The Poison Season

The Poison Season

Prologue

The wolf was not thinking of hunger as it chased its quarry through the dark woods, having feasted earlier that day on a large roe deer. It was driven by a sense of purpose, one that had infected its brain late last winter, when it had picked its way carefully across the ice to the wooded island that seemed so still and peaceful—and likely full of prey.

The wolf was not from this mountain. It had been born on another, not so far from here. The alpha had driven it from the pack, already aware that it would be competition someday. But the wolf hadn’t known that; it had only known that it was alone for the first time in its life. Alone, and hungry, and wanting...

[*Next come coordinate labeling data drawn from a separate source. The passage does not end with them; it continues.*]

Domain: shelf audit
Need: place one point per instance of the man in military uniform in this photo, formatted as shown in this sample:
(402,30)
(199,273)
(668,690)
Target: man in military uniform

There were no other wolves on this mountain. It had searched everywhere, but something about this Forest was not welcoming to wolves, or any other large predators, for that matter. It wasn’t a lack of prey; it was something in the Forest itself. A warning of some kind, that this place wasn’t for the likes of the wolf. But it was tired and hungry and searching, and so it had found itself on the island, padding about on silent feet, past the sleeping cottages and their unwitting inhabitants, which would have made a lovely meal. But the Forest told it, “No, they’re not for you, either.” And it had found itself in a pine grove in the island’s center.

The wolf had snuffled at the base of the trees, picking up the scent of old blood and new growth, deep below the Forest floor. The roots of the trees, which had been replenished in a ceremony not long before the first snowfall, were always alive, even when the rest of the island slept. Feeling safe and quiet for the first time in many months, the wolf lay down amid the roots and slept a long, dreamless sleep.

When the wolf awoke the next morning, it felt changed. It was no longer hungry or tired or lonely. It was as if the Forest itself had sustained the wolf in the night, and now the Forest bid it farewell, told it to go away from the island, before the lake thawed and it would be trapped. The Forest only asked one thing in return: that the wolf nourish the Forest the way it had nourished the wolf. And now the wolf, which was still young and still learning, would finally fulfill its duty.

As the island came into view, the wolf released a long, doleful howl and drove its quarry onward.